Le deuxième projet de loi de finances rectificative pour 2022, présenté en conseil des ministres le 2 novembre, prévoit d’allouer 2 milliards d’euros supplémentaires à France compétences. Une subvention d’un montant équivalent avait déjà été engagée cet été.

Par - Le 04 novembre 2022.

L’État va une nouvelle fois dégager des moyens pour sécuriser la situation financière de France compétences. Le deuxième projet de loi de finances rectificative pour l’année 2022 qui sera examiné le 5 novembre par la commission des finances de l’Assemblée nationale prévoit d’allouer 2 milliards d’euros supplémentaires à l’instance nationale chargée du financement et de la régulation de la formation professionnelle et de l’apprentissage. Cette enveloppe vient s’ajouter à la subvention exceptionnelle d’un montant de 2 milliards d’euros déjà allouée dans le cadre de la première loi de finances rectificative pour 2022.

Des mesures ponctuelles

Ces dotations visent à soulager les finances de France compétences qui sera pour la troisième année consécutive en situation de déficit. Comme en 2020 et en 2021, le développement de l’apprentissage, soutenu par les aides à l’embauche, et le succès du compte personnel de formation (CPF) ont pesé sur les dépenses de l’instance nationale. L’an dernier, l’État avait déjà pris des dispositions pour combler les pertes de France compétences en mobilisant 2,75 milliards d’euros.

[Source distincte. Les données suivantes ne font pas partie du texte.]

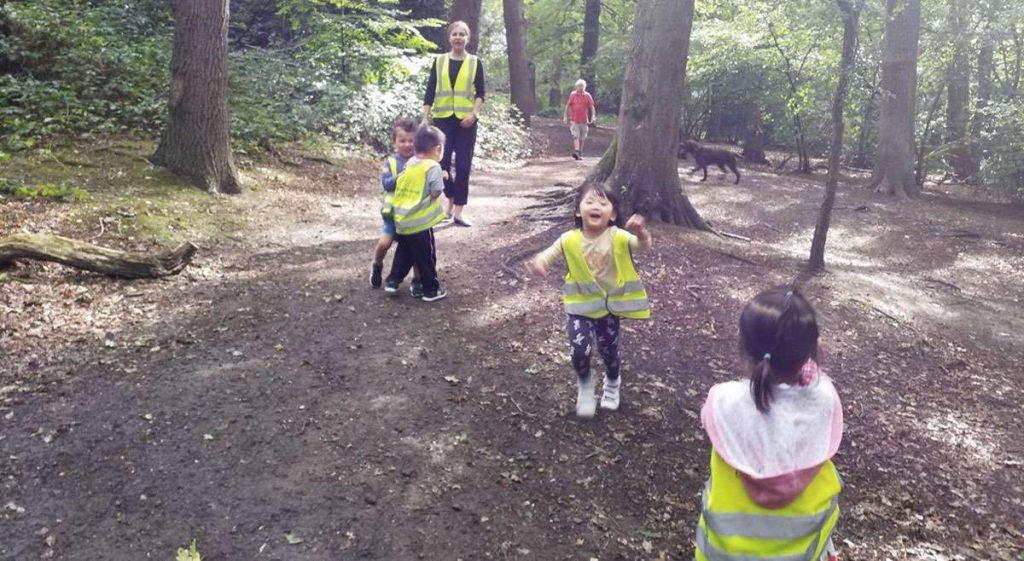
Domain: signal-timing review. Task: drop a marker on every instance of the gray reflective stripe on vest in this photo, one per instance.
(628, 305)
(715, 554)
(765, 526)
(581, 308)
(632, 286)
(404, 224)
(569, 289)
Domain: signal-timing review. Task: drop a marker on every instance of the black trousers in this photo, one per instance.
(460, 141)
(418, 250)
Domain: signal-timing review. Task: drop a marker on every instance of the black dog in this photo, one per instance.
(706, 157)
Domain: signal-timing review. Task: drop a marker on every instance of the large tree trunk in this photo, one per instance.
(555, 86)
(591, 39)
(754, 144)
(851, 14)
(520, 80)
(82, 255)
(894, 161)
(645, 163)
(468, 11)
(958, 93)
(196, 142)
(866, 124)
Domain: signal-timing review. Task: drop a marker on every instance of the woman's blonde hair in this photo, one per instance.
(456, 24)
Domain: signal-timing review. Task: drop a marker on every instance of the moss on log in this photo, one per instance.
(82, 255)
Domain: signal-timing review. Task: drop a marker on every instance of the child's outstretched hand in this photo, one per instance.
(536, 268)
(637, 224)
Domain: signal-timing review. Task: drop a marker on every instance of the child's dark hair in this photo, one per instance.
(602, 190)
(427, 138)
(407, 125)
(778, 332)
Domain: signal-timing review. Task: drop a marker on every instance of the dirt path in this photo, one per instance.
(272, 406)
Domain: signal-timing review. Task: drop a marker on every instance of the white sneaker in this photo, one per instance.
(586, 400)
(609, 399)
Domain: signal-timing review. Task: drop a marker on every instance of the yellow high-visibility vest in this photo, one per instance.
(733, 527)
(457, 99)
(412, 206)
(387, 200)
(583, 296)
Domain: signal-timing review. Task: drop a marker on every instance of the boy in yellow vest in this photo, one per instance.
(417, 210)
(402, 138)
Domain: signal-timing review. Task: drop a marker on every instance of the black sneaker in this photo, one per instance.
(440, 294)
(375, 274)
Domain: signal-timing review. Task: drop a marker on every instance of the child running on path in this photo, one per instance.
(773, 489)
(601, 287)
(402, 138)
(416, 209)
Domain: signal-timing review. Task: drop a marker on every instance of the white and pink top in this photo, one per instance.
(779, 452)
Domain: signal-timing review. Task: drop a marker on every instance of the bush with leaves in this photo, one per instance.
(69, 68)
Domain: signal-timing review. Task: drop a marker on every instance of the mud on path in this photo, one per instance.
(269, 404)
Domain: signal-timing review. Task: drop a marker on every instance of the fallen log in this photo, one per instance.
(83, 255)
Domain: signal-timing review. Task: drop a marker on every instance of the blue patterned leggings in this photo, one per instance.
(582, 334)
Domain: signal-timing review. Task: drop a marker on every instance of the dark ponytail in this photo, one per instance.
(778, 332)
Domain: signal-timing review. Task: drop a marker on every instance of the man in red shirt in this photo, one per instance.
(580, 112)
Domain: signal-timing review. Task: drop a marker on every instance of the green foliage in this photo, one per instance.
(77, 68)
(192, 554)
(49, 191)
(1003, 168)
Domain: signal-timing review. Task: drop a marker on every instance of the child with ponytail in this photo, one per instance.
(773, 489)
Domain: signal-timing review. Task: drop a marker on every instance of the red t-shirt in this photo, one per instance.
(580, 104)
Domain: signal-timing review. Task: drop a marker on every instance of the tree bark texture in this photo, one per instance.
(958, 94)
(894, 161)
(468, 11)
(520, 74)
(851, 15)
(645, 163)
(555, 87)
(591, 39)
(93, 258)
(196, 142)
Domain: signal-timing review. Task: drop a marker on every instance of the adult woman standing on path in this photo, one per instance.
(453, 99)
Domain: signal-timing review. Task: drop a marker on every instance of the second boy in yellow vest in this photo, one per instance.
(601, 287)
(416, 210)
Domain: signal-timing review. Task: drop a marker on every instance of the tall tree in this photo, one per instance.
(196, 142)
(520, 71)
(468, 11)
(642, 160)
(894, 164)
(958, 92)
(591, 38)
(851, 16)
(986, 50)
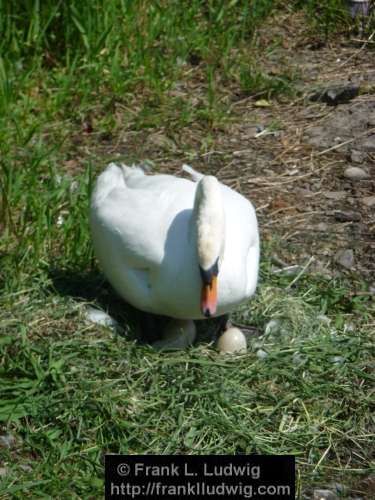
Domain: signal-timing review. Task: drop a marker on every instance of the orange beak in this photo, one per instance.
(209, 298)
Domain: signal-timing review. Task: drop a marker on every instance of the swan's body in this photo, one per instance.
(146, 234)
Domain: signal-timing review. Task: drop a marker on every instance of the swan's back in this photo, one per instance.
(141, 228)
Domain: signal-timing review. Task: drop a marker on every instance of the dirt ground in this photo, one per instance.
(289, 155)
(295, 171)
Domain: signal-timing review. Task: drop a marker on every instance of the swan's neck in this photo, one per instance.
(208, 217)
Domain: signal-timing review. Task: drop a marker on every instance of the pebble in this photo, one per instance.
(100, 317)
(355, 173)
(335, 195)
(345, 258)
(272, 327)
(347, 216)
(357, 156)
(232, 341)
(369, 201)
(324, 495)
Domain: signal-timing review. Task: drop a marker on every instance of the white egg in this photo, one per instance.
(232, 341)
(178, 334)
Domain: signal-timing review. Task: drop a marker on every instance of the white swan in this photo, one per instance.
(182, 248)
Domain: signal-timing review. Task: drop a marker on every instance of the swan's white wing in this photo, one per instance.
(130, 217)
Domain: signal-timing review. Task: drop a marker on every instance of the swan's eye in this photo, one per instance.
(208, 275)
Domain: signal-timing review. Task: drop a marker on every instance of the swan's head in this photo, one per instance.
(209, 214)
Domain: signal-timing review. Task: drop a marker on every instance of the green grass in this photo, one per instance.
(75, 77)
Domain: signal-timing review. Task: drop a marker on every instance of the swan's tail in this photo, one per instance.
(196, 176)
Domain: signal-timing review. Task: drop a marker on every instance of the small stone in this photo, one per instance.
(357, 156)
(355, 174)
(345, 258)
(7, 441)
(346, 216)
(335, 195)
(272, 327)
(369, 201)
(324, 495)
(99, 317)
(369, 144)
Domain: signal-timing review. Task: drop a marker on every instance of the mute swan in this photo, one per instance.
(187, 249)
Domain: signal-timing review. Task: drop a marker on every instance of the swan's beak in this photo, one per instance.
(209, 297)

Garantir la soutenabilité du système

Face à ce problème récurrent, la Cour des comptes a appelé, dans un rapport remis en juin dernier, à prendre des mesures fortes pour « assurer rapidement un financement pérenne à l’établissement à la hauteur des ambitions portées par les pouvoirs publics en matière d’alternance et de formation professionnelle, celui-ci ne pouvant consister en un recours à l’endettement et aux subventions exceptionnelles. » Un constat partagé par la commission des affaires sociales du Sénat. Dans un rapport publié fin juin, remis le 20 octobre à Carole Grandjean, ministre déléguée à l’enseignement et à la formation professionnels, les sénateurs pointent le succès mal anticipé de la réforme de 2018 et appellent à prendre des décisions structurelles.